What is striking about Trump is how openly corrupt he is in other ways. Does that make him distinct from other leaders?

Yeah, but I think that this kind of corruption is consistent with Trump’s brand. He’s known as a successful businessman. Whether he is or not is a different question. But that’s the reputation. And he’s made a career out of taking advantage of opportunities, or, at least, this is the way he portrays it, and that that’s part of what makes him successful. So the openness of the corruption is partly just a flouting of all the rules, for which he gets a lot of credit with his base anyway. Some of it is also building on the brand that somebody really smart will take advantage of whatever opportunity is presented to them.

Now, that’s really different from someone like Orbán or someone like Putin. They came to power as anti-corruption figures determined to turn around economies that had basically collapsed. They couldn’t be seen to be skimming off the top. So what happens in Hungary is that very little of Orbán’s fortune is held in Orbán’s name. Instead, his friend from school, a guy whose name is Lőrinc Mészáros, who was a manual worker, has now become the richest man in Hungary. How has he become rich? He’s become rich off of state contracts, and his nickname is Orban’s Walking Wallet. He’s the thing into which Orbán sticks his cash. It is not in Orbán’s name. He goes to great lengths to hide the wealth that he’s accumulating by virtue of being an autocrat.

Putin is much the same. He has these villas that drones have discovered, and a lot of offshore wealth, which is really hard to document because of the complex way in which it’s kept. But these autocrats’ corruption is hidden because it’s not consistent with their brand. So, I think it varies, but Trump is really one of a kind in the sense of being so out in the open about violating all the ethics rules that this government has.

Trump is arguing that the system is corrupt and rigged, but he’s essentially saying, reading both between the lines and not between the lines, that it’s rigged in favor of other people. And these other people tend not to be his base.
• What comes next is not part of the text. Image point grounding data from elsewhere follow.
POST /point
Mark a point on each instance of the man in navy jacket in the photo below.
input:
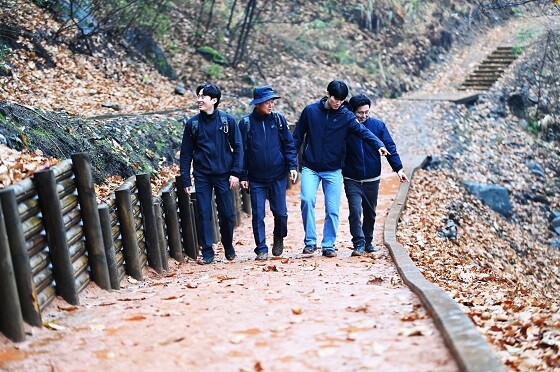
(362, 172)
(322, 129)
(212, 142)
(269, 156)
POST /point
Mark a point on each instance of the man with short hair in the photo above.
(362, 172)
(322, 129)
(269, 156)
(212, 142)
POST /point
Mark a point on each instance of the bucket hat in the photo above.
(263, 94)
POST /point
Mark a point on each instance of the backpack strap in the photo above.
(247, 131)
(280, 123)
(194, 127)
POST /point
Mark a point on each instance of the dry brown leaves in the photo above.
(512, 301)
(15, 165)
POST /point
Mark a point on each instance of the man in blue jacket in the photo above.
(269, 156)
(212, 142)
(322, 129)
(362, 172)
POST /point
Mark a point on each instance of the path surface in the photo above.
(294, 313)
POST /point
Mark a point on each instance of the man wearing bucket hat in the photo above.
(322, 129)
(270, 155)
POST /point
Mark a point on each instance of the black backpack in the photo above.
(194, 126)
(247, 126)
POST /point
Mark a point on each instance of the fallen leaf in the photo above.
(52, 325)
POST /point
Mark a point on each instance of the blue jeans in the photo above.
(276, 192)
(362, 196)
(332, 187)
(204, 185)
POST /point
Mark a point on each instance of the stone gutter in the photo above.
(466, 343)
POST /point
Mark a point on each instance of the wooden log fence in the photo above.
(55, 238)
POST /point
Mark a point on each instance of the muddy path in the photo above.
(293, 313)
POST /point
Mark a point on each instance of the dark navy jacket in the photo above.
(363, 161)
(213, 151)
(323, 133)
(267, 158)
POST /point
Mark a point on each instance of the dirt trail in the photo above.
(294, 313)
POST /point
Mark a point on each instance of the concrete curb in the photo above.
(468, 346)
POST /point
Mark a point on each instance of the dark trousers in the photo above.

So I’m curious about the degree to which that’s true in the countries you’ve studied—that it becomes hard to separate out corruption as a rhetorical issue from other cultural issues or resentments.

I think this is absolutely true in India, and to some extent in the U.S., where the corruption narrative is that there are all these undeserving people who are getting stuff that you should be getting. And that I, the leader, will redirect that stuff to you. Another thing about Modi, though, is that his whole brand is to look pious, and to look like he’s the kind of man for whom money is the least important thing in life. So it would be completely scandalous to discover that he’s skimming money off the top.